Wednesday, March 4, 2020

The Onc's View of the MRI and Next Steps





Met with Dr. Lo today.  He confirmed much of what I gleaned from the last MRI report.

Yes, the original tumor and much of the prostate is destroyed and, according to the report, the urethra is normal ( I beg to differ at various times during the day).This is good!

But the take away from our appointment was that the swollen lymph nodes are most certainly PCa (regardless of where the cancer migrates/metastasizes to, it's still know as __________ cancer...i.e. wherever it started).

The first question is, have PCa cells metted (I don't know if that's a word, but I am hereby creating it!
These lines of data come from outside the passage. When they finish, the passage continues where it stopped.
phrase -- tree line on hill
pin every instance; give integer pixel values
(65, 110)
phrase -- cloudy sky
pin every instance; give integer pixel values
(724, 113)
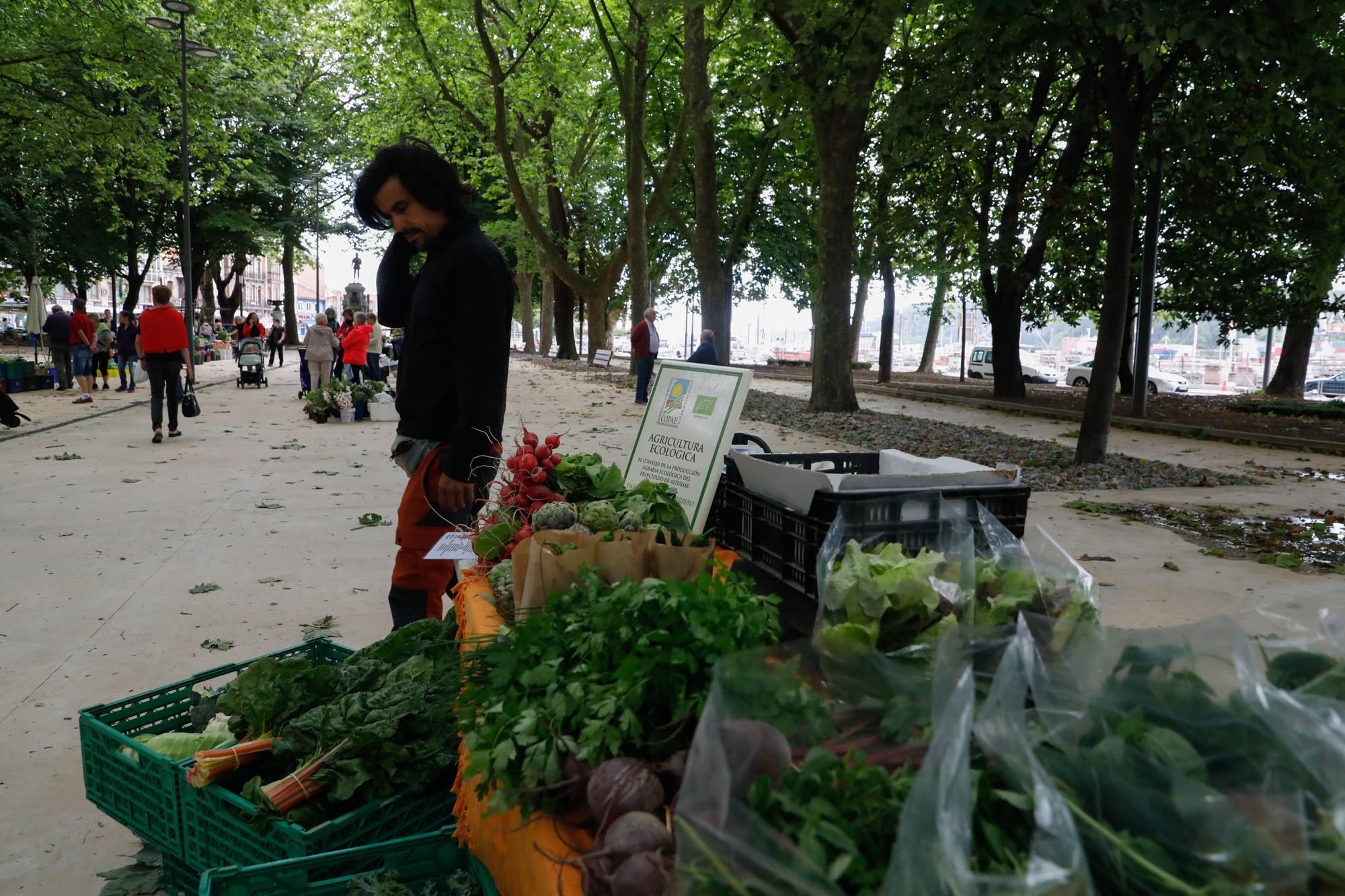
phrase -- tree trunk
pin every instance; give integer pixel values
(861, 299)
(1096, 430)
(941, 298)
(524, 280)
(563, 292)
(208, 291)
(637, 208)
(231, 303)
(287, 267)
(1292, 370)
(1126, 372)
(840, 131)
(890, 317)
(714, 276)
(563, 304)
(548, 310)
I can't ever spell metastasized anyway.) to any other parts of the body?  I'll be evaluated by a full body PET scan with an Axumin injection to see if the little boogers have traveled elsewhere. 

One of two possibilities here:


1) No sign of mets anywhere else in the body - best situation.  Then we can look at nuking the 2 "bulky" lymph nodes and then wait to see what other whack-a-mole pops up

or

2) There are mets to bones, lung, brain, etc.  If this is the case there's some possibility of  clinical trials but most want you to be on hormone deprivations"therapy" as well.  I won't do HDT. If this is the situation, then there's two choice: a) go on HDT or b) let the cancer run it's course.

So either way, cancer is on the move in my body.  It explains a lot of the fatigue and pain "down there".

Dr .Lo also is issuing a referral to a G/I specialist because my BMs of the last 2-3 months have almost always involved some blood.  I told Doc Lo that I figured maybe it was an internal hemorrhoid as the blood is always fresh, not old or clotted.  He said, well maybe......but you also had radiation that may have affected the area.  So I'll have an anoscopy to look forward to very soon.

That's all I know folks.  It's enough for the moment.  I think I'll have a glass of wine.